As we have already written, Hidden wonders of nature may have important implications for the renewable energy industry. After the owls’ wings studied to solve the wind turbines noise problem, insect eyes have inspired Stanford University researchers to create a new generation of advanced photovoltaics.
According to a new study results, published in the journal Energy & Environmental Science (E&ES), the Stanford team used the eye of the fly design to protect a fragile photovoltaic material called perovskite from deteriorating when exposed to heat, moisture or mechanical stress.
“Perovskites are promising, low-cost materials that convert sunlight to electricity as efficiently as conventional solar cells made of silicon,” said Reinhold Dauskardt, a professor of materials science and engineering and senior author of the study. “The problem is that perovskites are extremely unstable and mechanically fragile. They would barely survive the manufacturing process, let alone be durable long term in the environment.”
To address the durability challenge, the Stanford team confided in nature.
Researchers were inspired by the compound eye of the fly, which consists of hundreds of tiny segmented eyes. It has a beautiful honeycomb shape with built-in redundancy: If you lose one segment, hundreds of others will operate. Each segment is very fragile, but it’s shielded by a scaffold wall around it.

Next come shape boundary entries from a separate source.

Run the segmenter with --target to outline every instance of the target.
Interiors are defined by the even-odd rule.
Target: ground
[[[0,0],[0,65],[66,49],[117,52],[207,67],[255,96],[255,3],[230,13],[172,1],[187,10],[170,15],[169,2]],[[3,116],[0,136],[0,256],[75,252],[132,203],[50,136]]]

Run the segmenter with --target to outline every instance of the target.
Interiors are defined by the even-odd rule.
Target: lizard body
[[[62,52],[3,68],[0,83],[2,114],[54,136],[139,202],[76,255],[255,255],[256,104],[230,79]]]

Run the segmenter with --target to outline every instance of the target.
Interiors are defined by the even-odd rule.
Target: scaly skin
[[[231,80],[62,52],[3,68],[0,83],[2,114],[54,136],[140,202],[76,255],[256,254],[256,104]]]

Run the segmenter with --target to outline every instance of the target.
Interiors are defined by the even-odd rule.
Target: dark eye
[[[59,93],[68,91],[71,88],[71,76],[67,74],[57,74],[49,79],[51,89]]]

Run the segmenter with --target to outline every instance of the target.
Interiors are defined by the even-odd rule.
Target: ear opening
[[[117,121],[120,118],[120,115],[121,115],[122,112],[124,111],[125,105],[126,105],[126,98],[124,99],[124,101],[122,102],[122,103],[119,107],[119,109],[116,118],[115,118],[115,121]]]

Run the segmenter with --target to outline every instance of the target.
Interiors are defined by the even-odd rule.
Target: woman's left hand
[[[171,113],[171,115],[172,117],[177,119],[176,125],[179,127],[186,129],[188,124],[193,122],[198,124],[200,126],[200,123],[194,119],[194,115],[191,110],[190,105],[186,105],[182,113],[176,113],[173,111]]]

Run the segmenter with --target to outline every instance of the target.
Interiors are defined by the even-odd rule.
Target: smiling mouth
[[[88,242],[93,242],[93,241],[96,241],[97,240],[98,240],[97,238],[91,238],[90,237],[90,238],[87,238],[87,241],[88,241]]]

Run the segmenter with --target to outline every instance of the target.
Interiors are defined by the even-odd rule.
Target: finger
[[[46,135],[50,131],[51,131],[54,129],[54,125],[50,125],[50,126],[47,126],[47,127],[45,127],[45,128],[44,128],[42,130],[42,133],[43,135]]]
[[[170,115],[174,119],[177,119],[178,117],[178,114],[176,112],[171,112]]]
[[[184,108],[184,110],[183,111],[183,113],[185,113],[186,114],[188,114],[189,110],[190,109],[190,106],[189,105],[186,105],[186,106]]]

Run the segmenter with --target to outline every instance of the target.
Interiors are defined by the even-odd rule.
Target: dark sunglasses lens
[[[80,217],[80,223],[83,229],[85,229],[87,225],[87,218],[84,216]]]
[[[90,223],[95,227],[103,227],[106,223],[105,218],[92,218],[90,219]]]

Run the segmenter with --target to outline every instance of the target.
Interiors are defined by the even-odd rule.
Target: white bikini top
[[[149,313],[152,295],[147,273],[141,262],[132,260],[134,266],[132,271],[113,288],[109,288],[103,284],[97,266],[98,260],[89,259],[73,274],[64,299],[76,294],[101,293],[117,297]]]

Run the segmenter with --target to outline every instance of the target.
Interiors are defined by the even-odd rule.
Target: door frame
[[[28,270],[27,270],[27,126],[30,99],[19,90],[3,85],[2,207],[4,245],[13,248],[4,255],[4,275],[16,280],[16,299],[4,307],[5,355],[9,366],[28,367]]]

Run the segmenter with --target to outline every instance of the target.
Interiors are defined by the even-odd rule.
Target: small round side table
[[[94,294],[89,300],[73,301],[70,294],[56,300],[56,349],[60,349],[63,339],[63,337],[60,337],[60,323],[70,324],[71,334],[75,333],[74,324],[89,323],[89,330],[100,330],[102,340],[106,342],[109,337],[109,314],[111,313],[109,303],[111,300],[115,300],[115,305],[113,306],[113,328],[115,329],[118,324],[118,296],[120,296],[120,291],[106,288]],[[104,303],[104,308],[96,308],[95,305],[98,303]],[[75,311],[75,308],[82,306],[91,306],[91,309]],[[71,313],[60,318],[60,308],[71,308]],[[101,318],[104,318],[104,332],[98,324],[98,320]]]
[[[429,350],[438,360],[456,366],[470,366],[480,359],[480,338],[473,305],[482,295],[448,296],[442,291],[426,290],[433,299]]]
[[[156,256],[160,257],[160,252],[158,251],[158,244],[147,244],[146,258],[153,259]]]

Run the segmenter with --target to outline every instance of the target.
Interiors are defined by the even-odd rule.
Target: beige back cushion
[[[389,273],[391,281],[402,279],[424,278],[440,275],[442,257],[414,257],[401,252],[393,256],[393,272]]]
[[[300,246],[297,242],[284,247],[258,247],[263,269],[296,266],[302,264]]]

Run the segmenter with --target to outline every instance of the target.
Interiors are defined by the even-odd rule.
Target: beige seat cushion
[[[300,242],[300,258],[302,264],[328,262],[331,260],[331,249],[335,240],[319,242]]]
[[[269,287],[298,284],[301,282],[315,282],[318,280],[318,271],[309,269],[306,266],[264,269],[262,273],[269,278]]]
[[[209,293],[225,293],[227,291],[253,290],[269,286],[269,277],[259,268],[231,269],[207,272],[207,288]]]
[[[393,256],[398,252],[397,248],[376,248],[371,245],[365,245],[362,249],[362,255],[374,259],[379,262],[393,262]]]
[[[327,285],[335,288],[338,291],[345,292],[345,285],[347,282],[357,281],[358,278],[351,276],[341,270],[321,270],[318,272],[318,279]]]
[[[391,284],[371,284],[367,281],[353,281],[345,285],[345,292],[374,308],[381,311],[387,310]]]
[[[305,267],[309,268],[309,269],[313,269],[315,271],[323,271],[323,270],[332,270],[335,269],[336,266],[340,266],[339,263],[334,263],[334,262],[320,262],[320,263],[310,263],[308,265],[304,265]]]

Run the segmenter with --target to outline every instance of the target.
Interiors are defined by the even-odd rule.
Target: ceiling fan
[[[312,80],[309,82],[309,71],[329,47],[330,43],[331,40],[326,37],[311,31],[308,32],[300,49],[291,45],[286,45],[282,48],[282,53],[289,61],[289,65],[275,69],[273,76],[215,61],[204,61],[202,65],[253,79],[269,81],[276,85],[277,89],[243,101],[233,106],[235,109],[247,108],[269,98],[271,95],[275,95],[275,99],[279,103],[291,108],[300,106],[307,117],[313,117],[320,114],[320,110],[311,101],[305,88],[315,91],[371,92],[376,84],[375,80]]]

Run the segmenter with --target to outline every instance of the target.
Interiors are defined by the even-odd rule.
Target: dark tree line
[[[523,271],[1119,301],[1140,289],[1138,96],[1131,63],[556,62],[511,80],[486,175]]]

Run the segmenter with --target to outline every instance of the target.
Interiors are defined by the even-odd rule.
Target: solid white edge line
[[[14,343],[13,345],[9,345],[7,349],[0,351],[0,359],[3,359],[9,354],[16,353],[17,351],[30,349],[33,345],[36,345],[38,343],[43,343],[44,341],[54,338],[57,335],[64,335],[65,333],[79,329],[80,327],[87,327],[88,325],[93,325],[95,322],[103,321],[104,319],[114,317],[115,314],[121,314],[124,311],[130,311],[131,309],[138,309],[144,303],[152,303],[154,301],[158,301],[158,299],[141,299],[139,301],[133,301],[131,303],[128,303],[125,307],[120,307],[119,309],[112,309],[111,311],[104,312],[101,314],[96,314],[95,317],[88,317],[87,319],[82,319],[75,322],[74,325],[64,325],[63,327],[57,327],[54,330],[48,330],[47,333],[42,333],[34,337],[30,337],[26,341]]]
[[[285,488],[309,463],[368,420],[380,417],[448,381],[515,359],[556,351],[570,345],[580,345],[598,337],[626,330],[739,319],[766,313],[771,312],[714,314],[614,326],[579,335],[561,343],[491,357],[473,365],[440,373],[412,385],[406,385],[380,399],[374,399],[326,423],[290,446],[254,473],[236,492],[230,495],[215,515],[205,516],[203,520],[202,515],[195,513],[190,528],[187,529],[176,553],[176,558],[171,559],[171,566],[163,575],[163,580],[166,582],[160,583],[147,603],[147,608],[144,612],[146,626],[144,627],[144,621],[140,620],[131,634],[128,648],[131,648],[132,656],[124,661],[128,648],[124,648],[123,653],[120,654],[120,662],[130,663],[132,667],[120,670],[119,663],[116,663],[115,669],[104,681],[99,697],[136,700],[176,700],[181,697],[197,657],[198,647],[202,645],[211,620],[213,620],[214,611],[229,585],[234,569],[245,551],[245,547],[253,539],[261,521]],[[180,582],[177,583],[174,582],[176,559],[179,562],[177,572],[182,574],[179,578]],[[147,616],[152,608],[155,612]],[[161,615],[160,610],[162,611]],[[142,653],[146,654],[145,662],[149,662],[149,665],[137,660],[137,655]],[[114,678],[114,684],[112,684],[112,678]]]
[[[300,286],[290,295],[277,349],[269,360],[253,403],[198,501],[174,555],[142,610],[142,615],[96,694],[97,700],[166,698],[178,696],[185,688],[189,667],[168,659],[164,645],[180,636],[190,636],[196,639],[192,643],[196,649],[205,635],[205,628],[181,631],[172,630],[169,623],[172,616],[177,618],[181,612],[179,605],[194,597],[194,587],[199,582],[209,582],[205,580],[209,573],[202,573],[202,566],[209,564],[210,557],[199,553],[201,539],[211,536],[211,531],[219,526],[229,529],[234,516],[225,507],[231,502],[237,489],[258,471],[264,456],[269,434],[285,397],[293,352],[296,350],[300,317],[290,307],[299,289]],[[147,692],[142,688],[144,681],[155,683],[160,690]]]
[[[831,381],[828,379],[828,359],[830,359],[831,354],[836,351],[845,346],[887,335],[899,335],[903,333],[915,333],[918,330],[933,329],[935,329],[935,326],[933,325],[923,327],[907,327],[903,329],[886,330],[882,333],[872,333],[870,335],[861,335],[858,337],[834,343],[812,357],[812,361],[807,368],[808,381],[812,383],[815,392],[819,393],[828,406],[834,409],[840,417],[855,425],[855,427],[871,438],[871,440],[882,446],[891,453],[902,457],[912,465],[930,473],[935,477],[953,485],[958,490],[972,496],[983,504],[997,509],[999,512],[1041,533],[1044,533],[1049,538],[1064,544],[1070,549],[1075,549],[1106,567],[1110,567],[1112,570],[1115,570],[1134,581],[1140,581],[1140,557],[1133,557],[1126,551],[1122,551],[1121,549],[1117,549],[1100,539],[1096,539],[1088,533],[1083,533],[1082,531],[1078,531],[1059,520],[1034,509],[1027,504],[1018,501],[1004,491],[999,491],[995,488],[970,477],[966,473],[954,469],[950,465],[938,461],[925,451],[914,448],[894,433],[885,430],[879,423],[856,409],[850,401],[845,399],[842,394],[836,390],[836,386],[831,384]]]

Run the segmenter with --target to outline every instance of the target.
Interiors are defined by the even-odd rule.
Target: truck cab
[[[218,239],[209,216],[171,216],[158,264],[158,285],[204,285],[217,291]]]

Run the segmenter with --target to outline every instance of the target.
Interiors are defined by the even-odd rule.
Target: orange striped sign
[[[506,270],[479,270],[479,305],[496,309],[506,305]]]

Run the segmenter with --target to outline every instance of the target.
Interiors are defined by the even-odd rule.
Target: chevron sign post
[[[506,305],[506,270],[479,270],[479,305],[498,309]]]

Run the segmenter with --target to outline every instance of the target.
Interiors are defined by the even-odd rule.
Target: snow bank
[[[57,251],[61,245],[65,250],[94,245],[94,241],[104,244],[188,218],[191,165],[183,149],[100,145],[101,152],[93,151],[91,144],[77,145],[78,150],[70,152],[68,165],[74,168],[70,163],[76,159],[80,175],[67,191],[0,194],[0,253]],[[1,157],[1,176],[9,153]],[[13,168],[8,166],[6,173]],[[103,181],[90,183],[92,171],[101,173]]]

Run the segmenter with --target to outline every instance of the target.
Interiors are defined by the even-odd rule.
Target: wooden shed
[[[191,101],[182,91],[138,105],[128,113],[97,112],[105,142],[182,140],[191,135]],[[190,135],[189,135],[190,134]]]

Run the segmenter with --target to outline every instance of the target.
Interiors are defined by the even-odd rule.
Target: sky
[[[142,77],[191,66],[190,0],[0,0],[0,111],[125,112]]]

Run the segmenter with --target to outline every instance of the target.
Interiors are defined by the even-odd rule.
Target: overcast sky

Using the compound eye as a model, the researchers created a compound solar cell consisting of a vast honeycomb of perovskite microcells, each encapsulated in a hexagon-shaped scaffold just 0.02 inches (500 microns) wide.
Tests conducted during the study revealed that the scaffolding had little effect on how efficiently perovskite converted light into electricity and to figure out if the new device withstand the kind of heat and humidity that conventional rooftop solar panels endure, the researchers exposed encapsulated perovskite cells to temperatures of 185 F (85 C) and 85 percent relative humidity for six weeks. Despite these extreme conditions, the cells continued to generate electricity at relatively high rates of efficiency.